After leaving the nuns at fifteen she had worked as a governess but gave it up because she was treated like a skivvy. She then worked in a fashion store where she claimed to be happy. However, her employer thought she was slovenly and complained that she never changed or mended her underclothes. She moved on and had various other jobs, including working as an assistant in a pastry shop. Before she was twenty she had an affair with a divorced man which lasted for more than a year. Her moods changed rapidly and sometimes she became depressed and bitter about the way she had been treated by her relatives. In 1912 she tried to commit suicide by drinking oxalic acid. Her one real friend during this time was a woman called Marie Collet, with whom she lived for a while. Marie was sixty years old, with white wavy hair and a kind face. She lived with her husband above a baker’s shop and Gabrielle moved into the little garret on the top floor of the building. The old couple provided her with what was described as a ‘hive of happiness, where everything breathed valiance and honesty… from that moment onwards [Gabrielle] had a father and a mother’. It was Marie Collet who rescued Gabrielle when she took the oxalic acid.

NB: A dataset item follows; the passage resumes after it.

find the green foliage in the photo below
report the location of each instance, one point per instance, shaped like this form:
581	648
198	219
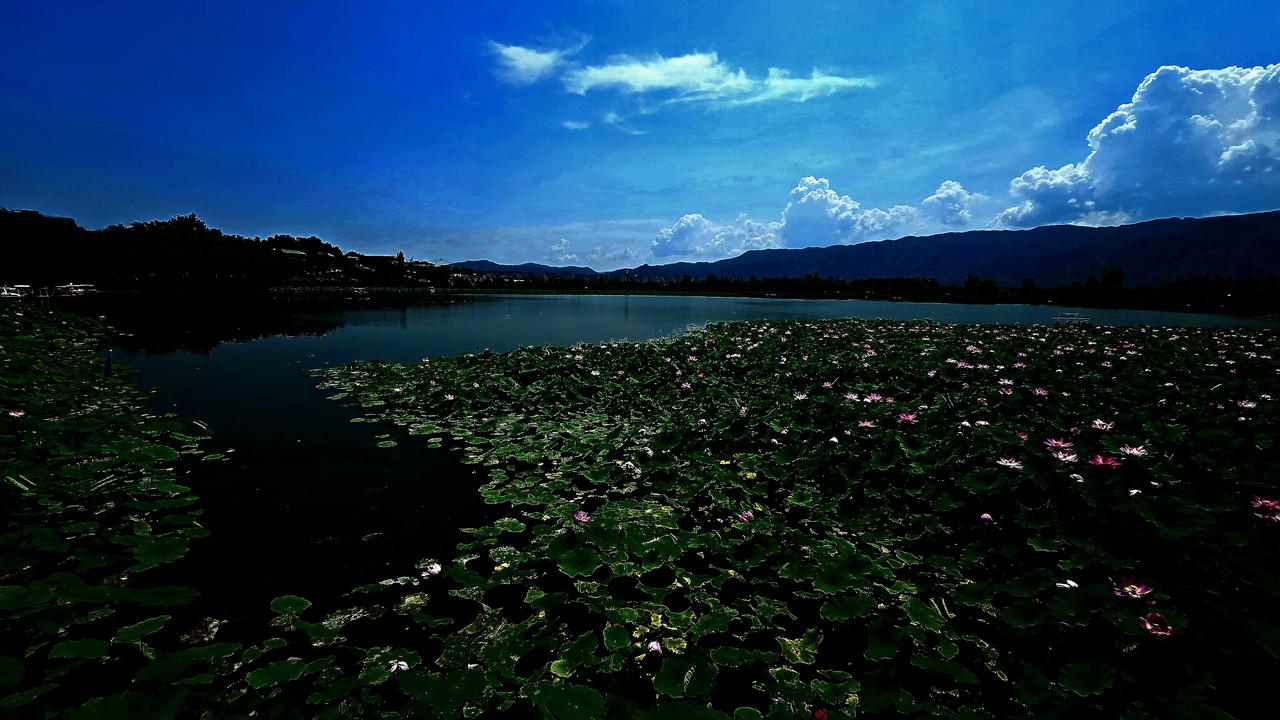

Soon Gabrielle followed Maurice Gobert’s advice and left the café. She had her photograph taken, looking happy and smart, wearing a simple long black skirt and a white blouse, her head erect, her hand on her hip, and staring with a confident challenge at the camera. She was pleased with the result and sent the picture to a friend writing, ‘As for me you can see from this card, I look pretty much the same as always.’ She and Maurice became engaged. She finished her letter to him by saying, ‘I am so afraid that my baby, the fiancé I respect and love with all my soul, will be taken from me…’
She signed it:
Your loving and faithful little fiancée
GABY.
1st August 1914.
The same day as Gabrielle was writing to Maurice, the Germans declared war on Russia and began to implement their plans to invade Russia’s ally, France. Belgium and Luxembourg, both neutral states, were caught between Germany and France. The City of Luxembourg was the site of one of the most important railway junctions in Europe. The station in the capital held a huge marshalling yard through which German troops could pass, heading for both the eastern and the western fronts. Tens of thousands of German troops poured into the tiny, landlocked country and quickly reached the capital. Among the many citizens watching the arrival of the unwelcome army were a well-to-do couple, Camille Rischard and his wife Lise. A rumour began to circulate that the president of the Council of Ministers had blocked the road in front of the invaders and presented them with a document guaranteeing his country’s neutrality. He had been ignored and the Germans marched on, vastly outnumbering Luxembourg’s own troops – a contingent of four hundred men, most of whom were part-time.